Wednesday, January 14, 2009

Art History is the Best History


This is a T-O map from the 12th century. T-O maps were a common depiction of the world in medieval Europe. It has Africa, Asia, and Europe. Asia is bigger than Africa because it had the Holy Land, which Europeans tried and tried to take from the Muslims.* Africa and Europe were much more connected than people think now, because the Sahara used to be smaller. It is still growing through dessication, but in 500 BCE there were trans Saharan trade routes. Wow. And East Africa was in contact with Asia because the trade winds blew one way for six months and then the other way. wow.

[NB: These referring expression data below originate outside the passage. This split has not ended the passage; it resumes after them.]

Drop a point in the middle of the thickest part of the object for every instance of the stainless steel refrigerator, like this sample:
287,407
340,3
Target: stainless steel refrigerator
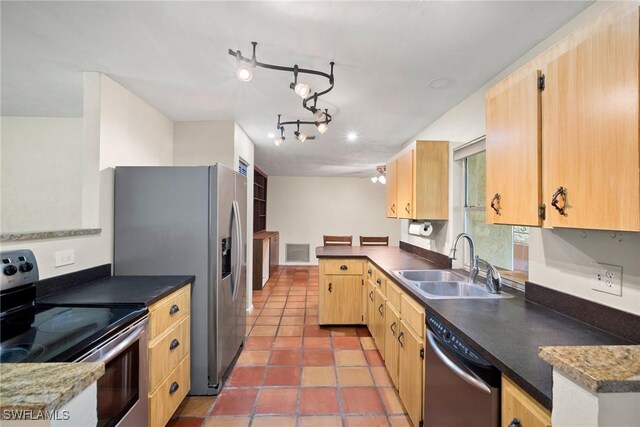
190,221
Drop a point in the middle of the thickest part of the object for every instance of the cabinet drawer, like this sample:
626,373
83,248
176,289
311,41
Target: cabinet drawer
167,352
168,396
169,311
394,295
413,314
343,266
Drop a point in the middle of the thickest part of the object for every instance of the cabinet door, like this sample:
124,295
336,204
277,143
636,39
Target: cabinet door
516,404
404,174
590,127
392,189
391,344
340,301
411,372
379,321
514,181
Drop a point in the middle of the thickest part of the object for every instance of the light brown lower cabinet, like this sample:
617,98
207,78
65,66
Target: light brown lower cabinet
520,409
169,355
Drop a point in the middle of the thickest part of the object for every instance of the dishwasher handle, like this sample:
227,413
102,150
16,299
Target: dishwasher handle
454,367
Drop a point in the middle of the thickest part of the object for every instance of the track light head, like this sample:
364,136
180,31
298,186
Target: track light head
244,73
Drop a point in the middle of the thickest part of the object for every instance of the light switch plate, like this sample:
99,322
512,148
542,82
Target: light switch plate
607,278
66,257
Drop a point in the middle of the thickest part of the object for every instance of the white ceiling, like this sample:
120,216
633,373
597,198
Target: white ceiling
174,55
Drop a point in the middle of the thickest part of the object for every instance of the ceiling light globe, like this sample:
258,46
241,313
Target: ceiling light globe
302,90
244,73
322,127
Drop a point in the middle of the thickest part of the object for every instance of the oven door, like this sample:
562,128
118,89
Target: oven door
123,389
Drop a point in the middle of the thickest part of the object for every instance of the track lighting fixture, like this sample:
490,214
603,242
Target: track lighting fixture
309,98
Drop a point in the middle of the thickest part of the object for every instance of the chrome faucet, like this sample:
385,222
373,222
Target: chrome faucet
494,281
474,270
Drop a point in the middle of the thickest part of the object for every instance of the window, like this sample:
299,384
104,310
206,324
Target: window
504,246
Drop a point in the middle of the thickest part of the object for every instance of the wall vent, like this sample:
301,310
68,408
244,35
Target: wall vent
296,252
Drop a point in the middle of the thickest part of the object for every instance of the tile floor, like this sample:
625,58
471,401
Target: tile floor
292,372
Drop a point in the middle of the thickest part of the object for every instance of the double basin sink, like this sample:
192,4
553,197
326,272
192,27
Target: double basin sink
444,284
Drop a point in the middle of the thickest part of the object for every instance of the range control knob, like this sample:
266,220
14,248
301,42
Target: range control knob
10,270
26,267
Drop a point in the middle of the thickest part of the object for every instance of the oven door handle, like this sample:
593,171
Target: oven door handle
454,367
122,341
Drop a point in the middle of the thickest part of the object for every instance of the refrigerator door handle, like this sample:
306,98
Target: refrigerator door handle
239,243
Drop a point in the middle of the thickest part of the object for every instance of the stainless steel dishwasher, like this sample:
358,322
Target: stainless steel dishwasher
461,387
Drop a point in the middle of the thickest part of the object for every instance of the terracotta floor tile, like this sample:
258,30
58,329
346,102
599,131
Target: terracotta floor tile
346,343
343,331
185,422
374,358
318,376
317,343
235,402
354,377
380,376
368,343
246,377
253,358
277,401
400,421
317,358
290,331
264,331
391,400
350,358
286,357
281,343
258,343
267,321
227,422
319,401
282,376
195,406
292,320
366,421
273,421
315,331
320,421
361,400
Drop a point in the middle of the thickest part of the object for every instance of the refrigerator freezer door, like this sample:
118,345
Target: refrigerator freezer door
221,322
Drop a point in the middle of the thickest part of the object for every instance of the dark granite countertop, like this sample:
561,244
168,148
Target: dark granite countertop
507,332
143,290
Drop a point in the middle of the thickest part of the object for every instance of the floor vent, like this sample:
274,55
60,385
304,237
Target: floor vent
297,252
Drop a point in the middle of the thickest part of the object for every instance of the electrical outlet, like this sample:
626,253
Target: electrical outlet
608,278
65,257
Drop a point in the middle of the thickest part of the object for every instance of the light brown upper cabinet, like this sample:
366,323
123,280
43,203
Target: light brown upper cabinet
513,144
590,129
581,131
422,181
392,189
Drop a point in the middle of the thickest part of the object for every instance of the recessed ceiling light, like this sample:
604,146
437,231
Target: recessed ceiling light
442,83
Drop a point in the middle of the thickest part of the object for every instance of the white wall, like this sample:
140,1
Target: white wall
302,209
41,173
561,259
148,143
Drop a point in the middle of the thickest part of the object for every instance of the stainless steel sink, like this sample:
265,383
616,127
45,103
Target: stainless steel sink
445,284
429,276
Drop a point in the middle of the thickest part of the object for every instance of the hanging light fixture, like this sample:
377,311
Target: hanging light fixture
321,119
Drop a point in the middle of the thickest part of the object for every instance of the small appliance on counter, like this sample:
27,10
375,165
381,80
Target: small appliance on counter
37,333
190,220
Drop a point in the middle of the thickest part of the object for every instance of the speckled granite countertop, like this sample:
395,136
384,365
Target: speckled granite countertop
601,369
44,386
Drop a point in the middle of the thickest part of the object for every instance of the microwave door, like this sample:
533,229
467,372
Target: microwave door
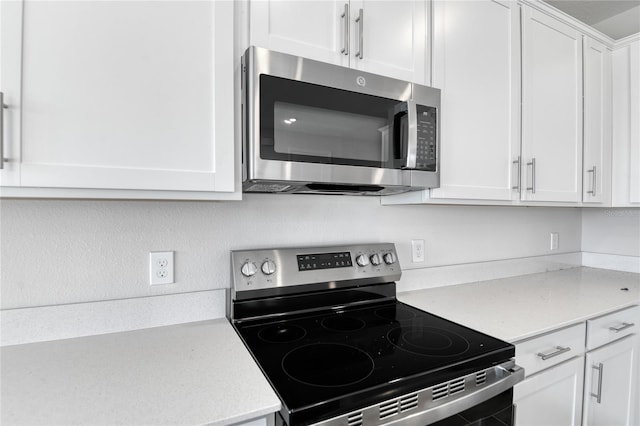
405,135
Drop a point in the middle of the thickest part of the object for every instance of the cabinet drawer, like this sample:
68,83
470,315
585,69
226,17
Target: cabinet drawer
550,349
614,326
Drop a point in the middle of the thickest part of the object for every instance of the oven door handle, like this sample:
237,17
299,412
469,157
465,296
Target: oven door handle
421,407
512,374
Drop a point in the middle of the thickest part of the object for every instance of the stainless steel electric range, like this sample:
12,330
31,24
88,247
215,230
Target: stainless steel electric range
326,329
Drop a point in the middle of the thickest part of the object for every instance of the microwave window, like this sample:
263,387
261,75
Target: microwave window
319,132
308,123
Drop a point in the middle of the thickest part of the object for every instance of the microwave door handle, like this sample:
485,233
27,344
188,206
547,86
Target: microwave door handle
412,135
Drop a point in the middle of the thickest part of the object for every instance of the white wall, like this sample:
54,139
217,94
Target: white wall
611,231
56,252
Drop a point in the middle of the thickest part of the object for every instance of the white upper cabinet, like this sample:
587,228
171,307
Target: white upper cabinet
381,37
119,95
596,177
476,63
626,125
551,109
312,29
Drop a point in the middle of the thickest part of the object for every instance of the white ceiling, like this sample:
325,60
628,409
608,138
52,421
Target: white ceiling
615,18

So here is when each continent was discovered by Europeans (also by mankind, in the case of Antarctica)
1. Europe- prehistory, 40k years ago
2. Asia- I can't find it on the wiki page but proto Indo Europeans were in 4000 BCE**
3. Africa- my prof said 500 BCE, wiki says 332 with alexander the great but a different wiki article says contact was "older than recorded history"
~Carribean, and then I will just say the rest of the Americas: 1492~
4. South America: um, 1498? Columbus (he was italian, it was colonized by Spain) went to a bit of the coast of Brazil near Trinidad?
5. North America: again, it is a little hard to sort out but I think 1513, when the spanish found Florida. (spanish)
6. Australia- 1606 (Dutch, colonized by English)
7. Antarctica- 1820 (found apparently by 3 ships in one year, Russian, British, and US)

1820 just happened, the other day. I think my great grandmother died in 1999 at the age of 95. Antartica was discovered only 1 lifetime (~89 years) before my great grandmother was born. 1820-about the same time as photography and the calculator.

*Mormons should maybe stop evangelizing in foreign countries before Utah/New York (where Joseph Smith got the tablets from the angel Moroni) has, you know, problems.
**wow, I just clicked back to the article to check whether that was BCE or CE. I... wow.

1 comment:

Kevin said...

Hi Caitlan- What's really cool, I think, is to look at the dates when humans of any sort first arrived in various parts of the world. Here's a very cool map that shows this stuff. https://genographic.nationalgeographic.com/genographic/lan/en/atlas.html

Of course, we're all Africans originally. And Europe was populated by many waves of migrations.

I had to learn about this for an exhibit I worked on at the American Museum of Natural History.